Facciotti C, Bertoldi I, Galli B, Bartolini E, Donnarumma D, Lo Surdo, P Norais, N Santini, L Masignani and Giuliani M
Posters: J Vaccines Vaccin
T he Neisserial Heparin Binding Antigen (NHBA) is a protective antigen of N. meningitidis and is one of the components of the recently licensed vaccine Bexsero. NHBA was demonstrated to be an important virulence factor and to be able to elicit a robust immune response in humans against meningococcal strains expressing homologous and heterologous NHBA peptides. In order to better understand the cross protective nature of NHBA we performed a screening with the purpose to obtain monoclonal antibodies (mAbs) to be used as tools in the process of characterization. Mice were immunized with different forms of recombinant NHBA peptide 2, the same peptide present in the Bexsero formulation. When tested in the SBA assay, two of the new mAbs displayed bactericidal activity and other two mAbs were bacteriostatic against meningococcal strains expressing the homologous protein. Antibody binding and antibody affinity were measured on the recombinant protein by enzyme-linked immunosorbent assay (ELISA) and Surface Plasmon Resonance (SPR) experiments, respectively, whereas Fluorescence-activated cell sorter (FACS) analysis was used to detect the native protein on bacterial surface. Cross-bactericidal activity was assayed by testing the selected mAbs on a panel of MenB strains expressing different NHBA peptides. Finally, a plethora of epitope mapping techniques, including protein chip analysis on NHBA fragments and Hydrogen-Deuterium Exchange (HDX-MS) were adopted to precisely map the position of the recognized epitopes. By this approach we have mapped protective epitopes on NHBA and studied their possible role on NHBA cross bactericidal activity.
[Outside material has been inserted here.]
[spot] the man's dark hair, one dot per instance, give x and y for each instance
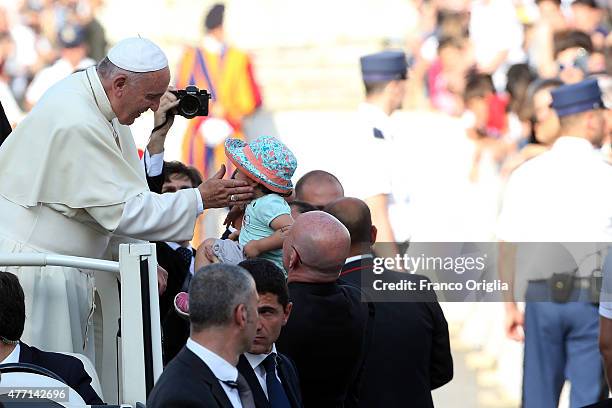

Facciotti C, Biologist has a PhD in Science and worked at Novartis Vaccines in Siena (Italy) since 2005 in the Protein Biochemistry Unit at the Research Center. She is specialized in purification of recombinant proteins from E. coli and their characterization. She has done analytical studies on purified proteins as SE_UPLC/ HPLC and RP_HPLC for protein integrity/purity and SCK for the protein/antibodies interactions by BiacoreT200.